Da «modesto politico» della sinistra democristiana e «avvocato sulla via del tramonto» a mecenate adulato da mezza città. Del presidente di Fondazione Cassamarca, Malvestio ricorda gli interventi ai congressi Dc, ascoltato «più che altro per le sue spumeggianti allegorie, per le battute geniali e per quell’indifferenza assoluta che dimostrava per le contingenze dei fatti e dei numeri». «De Poli parlava partendo dall’Onu, Sant’Agostino e San Tommaso, il Papa: sembrava guardare la provincia dal satellite».

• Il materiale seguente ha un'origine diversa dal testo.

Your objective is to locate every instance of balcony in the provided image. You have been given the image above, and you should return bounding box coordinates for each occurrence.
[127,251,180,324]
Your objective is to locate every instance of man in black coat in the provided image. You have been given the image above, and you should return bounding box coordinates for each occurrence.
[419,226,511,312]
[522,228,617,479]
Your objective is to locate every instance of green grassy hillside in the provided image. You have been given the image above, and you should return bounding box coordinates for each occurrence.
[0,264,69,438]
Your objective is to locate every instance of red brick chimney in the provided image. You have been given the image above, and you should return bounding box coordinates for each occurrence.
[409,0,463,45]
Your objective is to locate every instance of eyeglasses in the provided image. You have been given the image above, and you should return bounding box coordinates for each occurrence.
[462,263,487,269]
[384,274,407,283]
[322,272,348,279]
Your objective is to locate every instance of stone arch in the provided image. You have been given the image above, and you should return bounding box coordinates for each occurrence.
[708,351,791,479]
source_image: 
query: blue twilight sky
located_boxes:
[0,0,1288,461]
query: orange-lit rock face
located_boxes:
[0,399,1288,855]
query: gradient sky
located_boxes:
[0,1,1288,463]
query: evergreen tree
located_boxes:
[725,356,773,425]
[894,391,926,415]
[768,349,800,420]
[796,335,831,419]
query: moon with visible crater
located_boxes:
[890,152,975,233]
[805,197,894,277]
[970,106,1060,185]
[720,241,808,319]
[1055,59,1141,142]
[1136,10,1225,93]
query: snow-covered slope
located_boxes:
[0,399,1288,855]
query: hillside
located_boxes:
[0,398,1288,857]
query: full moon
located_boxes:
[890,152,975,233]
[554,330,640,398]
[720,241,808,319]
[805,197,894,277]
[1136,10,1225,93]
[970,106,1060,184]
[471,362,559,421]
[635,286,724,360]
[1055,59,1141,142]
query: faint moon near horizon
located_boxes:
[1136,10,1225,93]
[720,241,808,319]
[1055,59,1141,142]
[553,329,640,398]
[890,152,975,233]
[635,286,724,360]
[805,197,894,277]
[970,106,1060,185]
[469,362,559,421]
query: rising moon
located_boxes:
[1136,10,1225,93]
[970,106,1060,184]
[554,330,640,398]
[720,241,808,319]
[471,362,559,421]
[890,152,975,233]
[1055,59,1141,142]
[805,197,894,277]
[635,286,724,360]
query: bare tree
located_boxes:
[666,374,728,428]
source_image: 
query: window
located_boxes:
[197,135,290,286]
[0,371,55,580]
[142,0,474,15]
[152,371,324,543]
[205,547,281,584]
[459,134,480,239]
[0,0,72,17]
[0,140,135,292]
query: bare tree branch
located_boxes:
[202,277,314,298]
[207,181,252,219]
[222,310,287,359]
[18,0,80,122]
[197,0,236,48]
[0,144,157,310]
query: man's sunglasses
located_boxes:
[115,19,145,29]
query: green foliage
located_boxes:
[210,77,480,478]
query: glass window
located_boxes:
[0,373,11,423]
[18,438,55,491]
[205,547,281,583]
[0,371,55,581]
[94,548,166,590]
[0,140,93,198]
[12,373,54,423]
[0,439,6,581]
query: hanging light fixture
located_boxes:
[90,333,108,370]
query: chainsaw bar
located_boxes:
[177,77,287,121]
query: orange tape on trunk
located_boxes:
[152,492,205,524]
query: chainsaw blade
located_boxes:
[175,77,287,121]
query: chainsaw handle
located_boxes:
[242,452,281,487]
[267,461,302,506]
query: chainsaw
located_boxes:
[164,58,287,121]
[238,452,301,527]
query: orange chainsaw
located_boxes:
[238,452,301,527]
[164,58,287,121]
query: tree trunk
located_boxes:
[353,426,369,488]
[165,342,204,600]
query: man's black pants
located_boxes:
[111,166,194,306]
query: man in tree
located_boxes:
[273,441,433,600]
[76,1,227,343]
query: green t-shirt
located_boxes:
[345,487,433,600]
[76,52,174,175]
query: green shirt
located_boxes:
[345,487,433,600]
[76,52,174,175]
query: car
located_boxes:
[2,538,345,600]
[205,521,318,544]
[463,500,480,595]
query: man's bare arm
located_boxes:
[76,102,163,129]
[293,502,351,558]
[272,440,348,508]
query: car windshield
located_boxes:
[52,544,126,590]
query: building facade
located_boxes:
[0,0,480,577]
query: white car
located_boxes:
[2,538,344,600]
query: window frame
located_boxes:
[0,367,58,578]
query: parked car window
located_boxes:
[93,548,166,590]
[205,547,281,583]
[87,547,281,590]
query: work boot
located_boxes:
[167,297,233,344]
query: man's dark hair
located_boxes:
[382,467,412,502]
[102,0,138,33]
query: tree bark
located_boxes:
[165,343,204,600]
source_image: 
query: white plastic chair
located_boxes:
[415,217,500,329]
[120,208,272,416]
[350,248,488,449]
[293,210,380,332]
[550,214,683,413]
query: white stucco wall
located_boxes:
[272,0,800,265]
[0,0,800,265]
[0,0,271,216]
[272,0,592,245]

Poi, nel 1987, la nomina a presidente della Cassa di risparmio: «Anche lui decise che di lì non se ne sarebbe più andato». Malvestio ricostruisce l’arrivo –dalla sera alla mattina – alla direzione generale di Franco Benincasa, il restauro di casa dei Carraresi, l’inizio dell’adulazione, attribuita alla stampa locale, che cominciò a definirlo «mecenate».
A De Poli rimprovera le cattedre dell’Umanesimo latino sparse per il mondo, il titolo di professore onorario dell’università del Kirgistan, le nomine insignificanti nel consiglio della Fondazione.
Passaggi feroci anche verso Franco Andreetta, sindaco Dc di San Polo quand’ era giovanissimo, poi scelto dal consiglio comunale di Treviso a rappresentare Ca ’ Sugana nel consiglio di indirizzo.
Caustico sul tenore di vita di De Poli: «Oggi la Fondazione di Treviso non produce redditi neppure per pagare le proprie spese di struttura con un presidente che a dispetto di tutto e di tutti continua ad avere un compenso che è un multiplo rispetto a qualsiasi amministratore della cosa pubblica della provincia. Oltre ad un costosissimo autista e a un tenore di spesa che ho già pubblicamente definito da sultano del Brunei» – scrive Malvestio.
La conclusione è amara e realistica: «A Siena sono riusciti a perdere il controllo di una banca che ha 500 anni di vita e che costituisce la linfa su cui si regge un’intera provincia. A Treviso, dove la banca aveva origini soltanto di poco successive, si è persa non soltanto la banca ma anche i soldi».
A De Poli Malvestio riconosce dunque un’unica autorità: quella sul bollito misto, la sopa de tripe, sulle formajele, sulla luganega bianca e sui risi all’onda: «Uno dei primi atti da presidente della banca fu acquistare una potente berlina inglese. I gourmet di tutta l’Alta Italia e anche all’estero cominciarono a riconoscere quell’auto da lontano nei parcheggi dei ristoranti: in effetti aveva un valore segnaletico superiore alle stelle Michelin. Nessuno più di De Poli conosce i ristoranti e pochi in vita hanno mangiato più di lui, come testimonia la sua stazza monumentale».